Within a week, we found ourselves looking at downtown rentals averaging 1000 square feet each. Wondering if we would be happy renting again, if we could really be comfortable as a family of four in a 2 bedroom flat. After seeing the place I wrote about in this post, we were sold on the idea. Our house went on the market, I started purging our belongings like crazy, and we began breaking the news to our family and friends.

We now look back on that summer as one of the hardest periods in our lives. In addition to adjusting to life with two young kids, we also had to endure the stress of trying to sell a home in a very slow market after having foolishly signing a lease on a new place that we would be moving into at the end of the summer. There was a lot of frantically mopping floors and wiping down counter tops while trying to rush the girls out the door for last minute showings. There was excitement when we would hear positive comments about our house, followed by disappointment when it wouldn’t result in an offer. There was also fear. A small but nagging fear that we were stupid for giving up home ownership and taking this huge financial risk. We were basically throwing away exactly what people our age are supposed to want, all in the name of pursuing our dreams.

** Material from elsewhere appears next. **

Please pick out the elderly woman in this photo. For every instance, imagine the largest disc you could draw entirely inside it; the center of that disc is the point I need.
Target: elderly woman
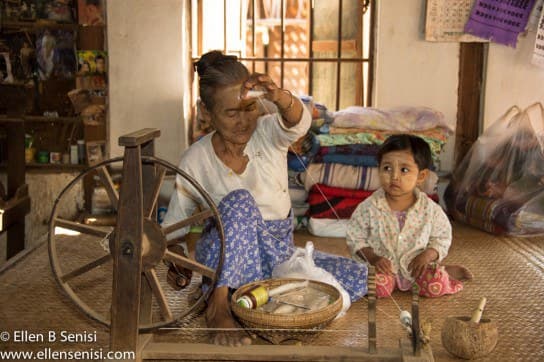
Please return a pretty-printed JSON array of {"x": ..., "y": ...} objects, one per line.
[{"x": 243, "y": 166}]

When the fear came, or when peoples’ shocked responses to what we were doing made us admit to ourselves just how reckless we were being, we would again reassure each other that we were making the right decision for us. We valued location over square footage. We hated driving everywhere and dealing with traffic. We wanted walkability. Amazing restaurants and coffee shops out our front door. To be surrounded by character and charm and life and energy. To not have to waste away our weekends on house projects and yard work, to be able to simply make a phone call when there was a leaky pipe. To have less to clean and take care of. For the girls to grow up knowing the closeness of sharing a bedroom.

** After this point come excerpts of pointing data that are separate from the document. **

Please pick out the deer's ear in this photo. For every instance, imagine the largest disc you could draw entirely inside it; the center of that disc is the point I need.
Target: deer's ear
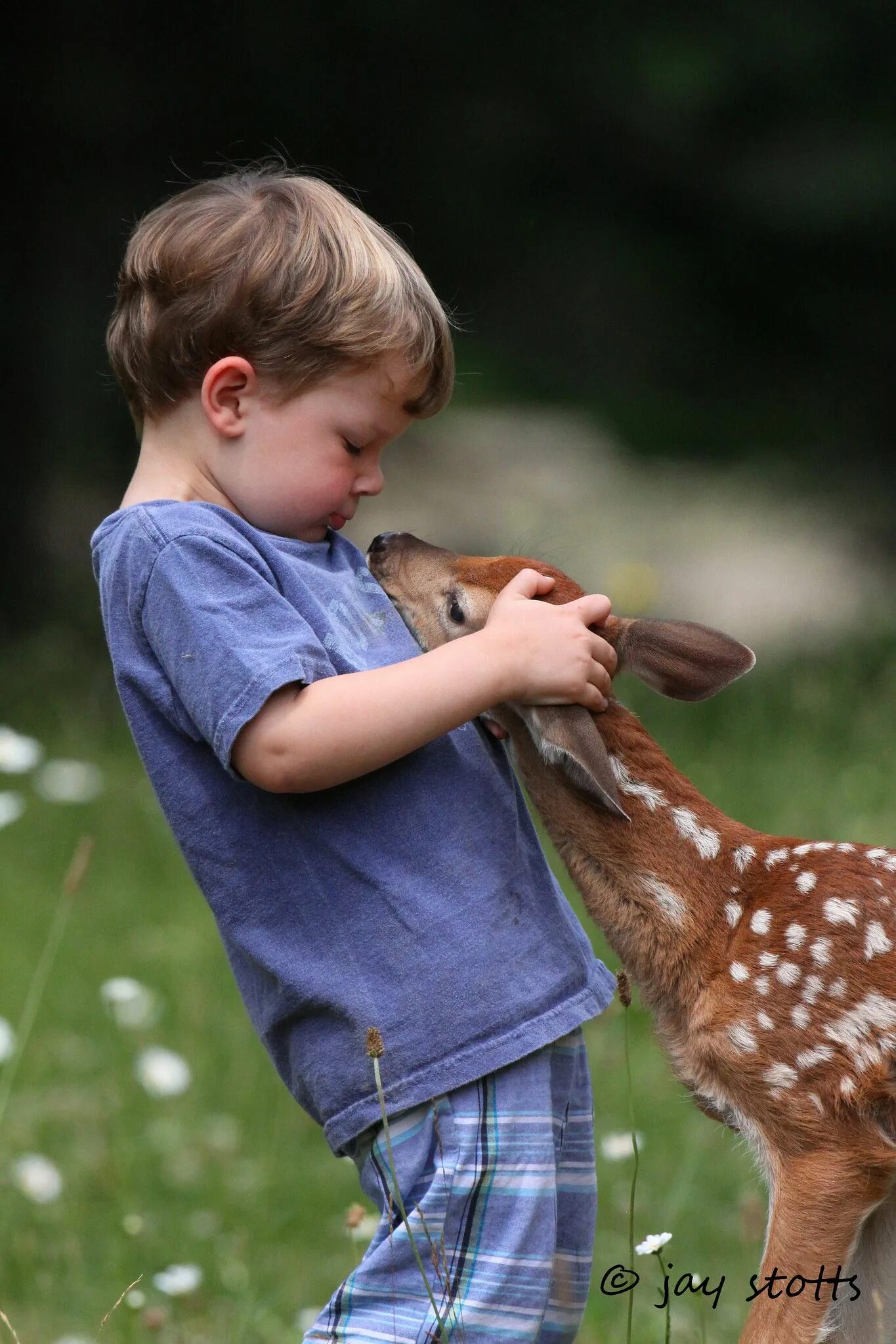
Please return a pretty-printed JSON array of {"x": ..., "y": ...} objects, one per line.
[
  {"x": 679, "y": 659},
  {"x": 567, "y": 738}
]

The truth was, we had never been more sure of anything in our lives. It was such a scary and also liberating feeling, to block out all the noise, the doubt, the expectations of what we should want and should be doing, and just listen to our hearts.

Since that time, a year ago now, we have grown very accustomed to our new way of life. Things are simpler in many ways. We have way less than we always thought we needed, only one car and just enough belongings to fit into our modest home with its’ even more modest closet space. We don’t have a yard, or a driveway, or a separate formal dining room. Our appliances are old, and our cupboards are few. And yet our lives feel so much richer. None of us have ever been happier, and we truly want for nothing. It is a strange feeling indeed, to be exactly where you want to be and have exactly what you want to have. And for it to just be enough.

View More:

For those of you wondering, our house did eventually sell in October. It was a tough time for us, both financially and emotionally, but we now believe that it had to be that way in order for us to know for sure that we really wanted it. A few months later, we got some more surprising news- we would not be able to renew the lease on our apartment and would have to move again over the summer. But with less belongings and no house to sell, we were able to find a place we loved even more, and the move was quick and painless.

I sit here now, typing from our new old apartment in a historic, 1850s mansion that is just dripping with character, gazing frequently at the enormous palmetto tree out my window. The spacious southern balcony of my dreams waits for me just outside the double set of french doors off of my bedroom, beckoning me to sit with some iced tea and watch the goings on in the street below. And I think I just might oblige.

I look forward to sharing our new home with you, and in the mean time, I encourage you to find a way to have exactly what makes you happy now. We didn’t want to wait another 5 to 10 years to have the lives we wanted, because that would have meant another 5 to 10 years of being unhappy and wanting something we didn’t have. Instead we got creative, took some risks, and went for it. Don’t wait for things to fall perfectly into place- just prioritize what is most important to you and find a way to make it happen. I promise you won’t regret it.